At this year’s Dell Tech Summit, there were several high-impact announcements, each one important and each one valuable. But, with each, the real story will be whether these are just single isolated announcements or whether each one can become a first step in a larger journey that helps define Dell and its offerings moving forward.
With that, let’s walk through the big announcements.
- Dell Technologies on Demand: In a recent ESG study, a majority of IT organizations identified a preference to procure IT storage infrastructure on a pay-per-use basis. There are still, however, organizations that prefer the traditional model, so IT vendors such as Dell need to offer both options and many do. Dell’s technology breadth, however, should give it an advantage as IT organizations need simplification. The ability to have the same pay-per-use model and agreement across all your IT infrastructure, or even a significant portion, offers tremendous value. This should create significant value, saving personnel from wasting time managing paperwork, while helping reduce the cost of IT. The price can go up or down based on usage, capacity for storage and compute hours for servers. The use of compute hours as a term for servers is really intriguing. IT organizations can spin up and spin down workloads based on need and only pay when they are in use. The terms seem a little long, available in three, four, or five-year options, but this is a move in the right direction. Ideally this announcement is just the first step in Dell simplifying its payment process moving forward.

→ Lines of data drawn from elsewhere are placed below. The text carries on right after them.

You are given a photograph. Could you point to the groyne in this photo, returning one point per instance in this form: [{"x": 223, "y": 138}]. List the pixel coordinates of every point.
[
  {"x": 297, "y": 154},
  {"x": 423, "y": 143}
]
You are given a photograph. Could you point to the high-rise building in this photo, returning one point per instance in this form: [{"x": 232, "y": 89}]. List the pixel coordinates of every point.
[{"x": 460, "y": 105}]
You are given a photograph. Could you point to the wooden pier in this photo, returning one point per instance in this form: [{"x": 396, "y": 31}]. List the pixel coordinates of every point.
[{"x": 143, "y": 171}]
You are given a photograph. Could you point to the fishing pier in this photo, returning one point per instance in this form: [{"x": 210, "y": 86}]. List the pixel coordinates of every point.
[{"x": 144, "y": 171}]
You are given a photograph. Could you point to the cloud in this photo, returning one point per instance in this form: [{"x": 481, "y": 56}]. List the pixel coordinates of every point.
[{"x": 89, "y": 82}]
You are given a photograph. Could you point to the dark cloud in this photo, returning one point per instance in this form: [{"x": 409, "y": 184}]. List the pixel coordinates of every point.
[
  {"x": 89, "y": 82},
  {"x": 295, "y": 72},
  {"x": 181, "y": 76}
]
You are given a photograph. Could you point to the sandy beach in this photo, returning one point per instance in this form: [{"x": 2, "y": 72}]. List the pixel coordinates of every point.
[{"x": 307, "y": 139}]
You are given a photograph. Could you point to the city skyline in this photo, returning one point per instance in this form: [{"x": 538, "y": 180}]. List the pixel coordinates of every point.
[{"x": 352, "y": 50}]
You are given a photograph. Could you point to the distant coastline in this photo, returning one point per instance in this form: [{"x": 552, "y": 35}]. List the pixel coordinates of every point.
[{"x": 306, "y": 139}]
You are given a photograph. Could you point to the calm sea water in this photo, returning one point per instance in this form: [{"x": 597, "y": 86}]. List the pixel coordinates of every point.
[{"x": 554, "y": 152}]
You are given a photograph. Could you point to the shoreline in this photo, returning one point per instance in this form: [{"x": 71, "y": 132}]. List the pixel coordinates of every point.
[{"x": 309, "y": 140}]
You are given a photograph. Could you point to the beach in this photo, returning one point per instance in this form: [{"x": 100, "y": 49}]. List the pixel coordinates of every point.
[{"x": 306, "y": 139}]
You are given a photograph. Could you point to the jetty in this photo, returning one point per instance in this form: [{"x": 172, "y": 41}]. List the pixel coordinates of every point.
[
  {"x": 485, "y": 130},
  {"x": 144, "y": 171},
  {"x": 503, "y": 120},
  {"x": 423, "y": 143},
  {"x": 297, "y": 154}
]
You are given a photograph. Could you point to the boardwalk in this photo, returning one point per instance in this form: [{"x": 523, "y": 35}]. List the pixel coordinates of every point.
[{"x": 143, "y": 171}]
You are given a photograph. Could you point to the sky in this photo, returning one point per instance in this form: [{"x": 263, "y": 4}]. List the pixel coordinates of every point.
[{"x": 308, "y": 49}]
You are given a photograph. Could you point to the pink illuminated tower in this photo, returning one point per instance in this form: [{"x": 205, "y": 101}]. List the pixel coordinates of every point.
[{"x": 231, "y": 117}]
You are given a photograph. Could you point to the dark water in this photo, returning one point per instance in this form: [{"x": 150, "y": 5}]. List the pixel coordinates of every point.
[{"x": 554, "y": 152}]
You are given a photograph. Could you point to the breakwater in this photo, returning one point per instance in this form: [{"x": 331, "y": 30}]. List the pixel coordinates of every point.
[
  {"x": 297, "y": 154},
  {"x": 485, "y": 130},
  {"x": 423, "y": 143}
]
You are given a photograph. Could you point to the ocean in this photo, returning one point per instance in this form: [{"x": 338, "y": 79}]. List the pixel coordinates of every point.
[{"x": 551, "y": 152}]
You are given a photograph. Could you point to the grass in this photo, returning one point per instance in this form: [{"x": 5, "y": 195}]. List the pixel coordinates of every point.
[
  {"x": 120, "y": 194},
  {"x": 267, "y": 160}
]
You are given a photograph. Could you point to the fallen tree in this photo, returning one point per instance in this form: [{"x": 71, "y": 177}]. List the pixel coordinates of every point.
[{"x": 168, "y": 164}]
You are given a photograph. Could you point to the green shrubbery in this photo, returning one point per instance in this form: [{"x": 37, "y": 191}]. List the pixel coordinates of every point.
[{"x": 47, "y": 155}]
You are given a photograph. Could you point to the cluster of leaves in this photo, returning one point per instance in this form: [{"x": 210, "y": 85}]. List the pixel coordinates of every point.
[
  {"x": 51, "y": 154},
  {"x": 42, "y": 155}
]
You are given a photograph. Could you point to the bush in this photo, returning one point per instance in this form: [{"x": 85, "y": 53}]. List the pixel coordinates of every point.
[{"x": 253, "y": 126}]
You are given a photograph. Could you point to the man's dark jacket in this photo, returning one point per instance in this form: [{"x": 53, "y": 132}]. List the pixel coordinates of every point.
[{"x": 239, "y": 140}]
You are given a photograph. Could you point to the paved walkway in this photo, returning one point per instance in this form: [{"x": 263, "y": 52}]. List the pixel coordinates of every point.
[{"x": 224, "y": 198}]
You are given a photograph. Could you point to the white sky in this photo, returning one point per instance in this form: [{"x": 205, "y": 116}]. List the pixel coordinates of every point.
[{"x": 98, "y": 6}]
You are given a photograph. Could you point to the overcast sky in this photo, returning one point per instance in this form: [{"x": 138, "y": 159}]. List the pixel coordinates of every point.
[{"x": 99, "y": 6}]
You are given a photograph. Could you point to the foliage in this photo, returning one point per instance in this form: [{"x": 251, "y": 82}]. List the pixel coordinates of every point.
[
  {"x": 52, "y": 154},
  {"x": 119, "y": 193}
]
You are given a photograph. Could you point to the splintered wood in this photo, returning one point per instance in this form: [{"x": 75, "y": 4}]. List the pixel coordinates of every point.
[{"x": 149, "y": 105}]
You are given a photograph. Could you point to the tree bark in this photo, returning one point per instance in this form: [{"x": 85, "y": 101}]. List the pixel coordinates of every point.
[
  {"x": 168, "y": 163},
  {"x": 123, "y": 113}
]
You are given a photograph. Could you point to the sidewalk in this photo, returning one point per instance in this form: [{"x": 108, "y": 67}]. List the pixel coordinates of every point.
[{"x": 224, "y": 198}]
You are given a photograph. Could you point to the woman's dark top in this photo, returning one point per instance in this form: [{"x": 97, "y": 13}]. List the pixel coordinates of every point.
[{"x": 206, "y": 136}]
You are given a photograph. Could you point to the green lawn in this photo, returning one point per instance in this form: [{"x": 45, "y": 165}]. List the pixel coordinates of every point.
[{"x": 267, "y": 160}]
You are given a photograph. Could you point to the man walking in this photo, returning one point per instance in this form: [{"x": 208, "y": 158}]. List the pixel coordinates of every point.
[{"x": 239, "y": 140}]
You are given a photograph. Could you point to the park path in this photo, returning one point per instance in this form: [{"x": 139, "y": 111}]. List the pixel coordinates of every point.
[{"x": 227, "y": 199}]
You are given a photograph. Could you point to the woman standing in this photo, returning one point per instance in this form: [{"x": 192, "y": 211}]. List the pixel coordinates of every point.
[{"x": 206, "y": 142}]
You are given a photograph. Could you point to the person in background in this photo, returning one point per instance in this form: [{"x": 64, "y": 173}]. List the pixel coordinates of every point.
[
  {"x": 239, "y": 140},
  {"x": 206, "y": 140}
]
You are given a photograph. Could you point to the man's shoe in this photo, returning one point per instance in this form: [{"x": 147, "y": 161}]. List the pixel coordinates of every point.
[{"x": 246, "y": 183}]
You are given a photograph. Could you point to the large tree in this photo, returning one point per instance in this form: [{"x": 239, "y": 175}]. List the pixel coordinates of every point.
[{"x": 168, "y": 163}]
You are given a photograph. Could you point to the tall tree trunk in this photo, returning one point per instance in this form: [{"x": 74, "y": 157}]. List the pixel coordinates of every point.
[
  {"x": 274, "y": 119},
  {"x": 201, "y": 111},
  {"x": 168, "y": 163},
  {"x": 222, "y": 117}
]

- Dell PowerOne: Autonomous infrastructure, that is the promise of Dell PowerOne. Even if it’s just a stretch goal, it’s good to hear. The PowerOne platform is a converged offering and its ability to save time and reduce risk via the automation of repetitive tasks is impressive. ESG was able to get a first look at the technology. So far, however, this automation technology is isolated to PowerOne. Does this capability come to other parts of the Dell portfolio? How will Dell bring the ideas of autonomous infrastructure to everything it does? PowerOne is exciting, and now the industry wants to see more.
- Dell’s Moonshot Goals to Deliver Good – Last, in this list, but certainly not least, Michael Dell kicked off this year’s Dell Tech Summit with several moonshot goals for Dell Technologies to achieve by 2030. These goals included a target of one-for-one recycling. For every system Dell builds in 2030 and beyond, it will recycle one system’s worth of components. While ambitious, it is not outside the realm of possibility. Dell already has a massive recycling program in place, and Michael was one of the industry’s earliest proponents of technology recycling. Dell also announced its goal for 50% of the Dell Technologies’ global workforce to be women by 2030, with 40% of the management positions. Again, this is ambitious, especially when you consider the global portion of this goal, but it is excellent to see an industry leader publicly putting a target out there and then actively working towards it.
All these announcements were significant, but ideally each is only a first step. All three address topics that the technology industry and the world at large have vested interests in. As a result, the potential is tremendous. The question Dell has to answer moving forward, however, is will it continue down these trajectories with additional investment, innovation, and commitment? Ideally, every year, Dell could highlight the strides the company has made to simplify IT procurement, automate IT operations, and achieve its moonshot goals, and I, for one, hope they will.